Compare local thrombolysis decisions with benchmark decisions#

Plain English summary#

This notebook compares local thrombolysis decisions with those expected at the majority of a 30-hospital set of benchmark hospitals.

The XGBoost model uses 8 features:

Arrival-to-scan time
Infarction
Stroke severity
Precise onset time
Prior disability level
Stroke team
Use of AF anticoagulants
Onset-to-arrival time

Benchmark decisions are decisions made at the majority of the top 30 hospitals as judged by their expected thrombolysis use in a standard 10K cohort of patients (a set of 10,000 patients that is passed through the models of decision-making at each hospital).

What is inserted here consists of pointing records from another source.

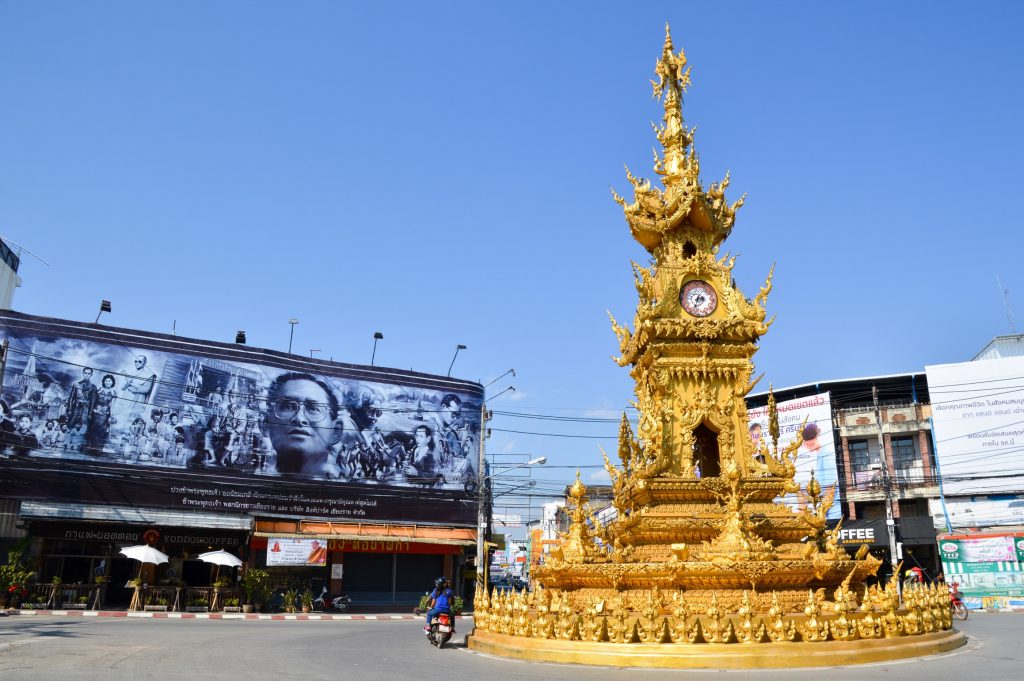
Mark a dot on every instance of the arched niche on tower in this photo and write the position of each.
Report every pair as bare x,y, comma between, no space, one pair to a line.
707,454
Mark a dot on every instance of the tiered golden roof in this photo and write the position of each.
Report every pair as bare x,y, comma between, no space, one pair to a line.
700,548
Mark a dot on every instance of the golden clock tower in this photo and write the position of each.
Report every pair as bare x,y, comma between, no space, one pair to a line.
700,551
694,332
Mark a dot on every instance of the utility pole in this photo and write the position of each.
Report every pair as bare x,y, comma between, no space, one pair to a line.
482,479
887,478
3,359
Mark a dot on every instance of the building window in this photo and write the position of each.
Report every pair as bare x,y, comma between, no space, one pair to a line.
904,455
859,458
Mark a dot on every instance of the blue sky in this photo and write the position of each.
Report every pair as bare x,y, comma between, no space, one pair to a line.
440,173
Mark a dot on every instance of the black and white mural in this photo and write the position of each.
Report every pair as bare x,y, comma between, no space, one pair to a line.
88,394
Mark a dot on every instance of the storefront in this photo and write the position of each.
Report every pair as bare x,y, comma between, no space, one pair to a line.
78,543
376,564
915,539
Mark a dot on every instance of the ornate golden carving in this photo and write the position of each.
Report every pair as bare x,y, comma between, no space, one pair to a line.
701,550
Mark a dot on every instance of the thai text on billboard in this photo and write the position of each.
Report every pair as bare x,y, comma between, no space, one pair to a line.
286,551
978,420
810,417
213,414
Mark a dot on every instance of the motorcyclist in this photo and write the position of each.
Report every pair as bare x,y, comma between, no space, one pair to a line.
439,600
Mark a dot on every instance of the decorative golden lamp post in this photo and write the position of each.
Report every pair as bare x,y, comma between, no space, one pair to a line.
702,566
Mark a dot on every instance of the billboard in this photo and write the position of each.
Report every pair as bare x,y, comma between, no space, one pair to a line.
984,566
812,417
978,422
155,420
287,551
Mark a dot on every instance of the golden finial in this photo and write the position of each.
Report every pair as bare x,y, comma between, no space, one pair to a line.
772,417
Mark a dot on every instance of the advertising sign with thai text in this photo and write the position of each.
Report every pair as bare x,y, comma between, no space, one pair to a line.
287,551
95,413
978,419
810,417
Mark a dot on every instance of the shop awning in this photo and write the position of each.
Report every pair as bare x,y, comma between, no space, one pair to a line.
367,531
129,515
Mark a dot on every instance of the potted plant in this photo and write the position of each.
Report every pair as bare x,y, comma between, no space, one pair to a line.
307,600
254,587
13,576
98,591
289,599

If benchmark decisions were used at all hopsitals, then thrombolysis use would increase 22%. Thrombolysis use at the bottom 30 thrombolsying hospitals would increase 63%.

Aims#

Predict thrombolysis use of 10K cohort of patients at all 132 hospitals.
Get predicted thrombolysis decisions for all patients at the 30 benchmark hospitals.
Check similarity between local decisions and benchmark decisions.
Estimate thrombolysis use at each hospital if benchmark decisions made.
Save comparison of local and benchmark decisions.

Observations#

82.8% decisions are identical between local and benchmark decisions.
Thrombolysis use would be increased 22.6% if benchmark decisions were made at all hospitals.
The ration of benchmark:local thrombolysis use was 0.7 to 2.2.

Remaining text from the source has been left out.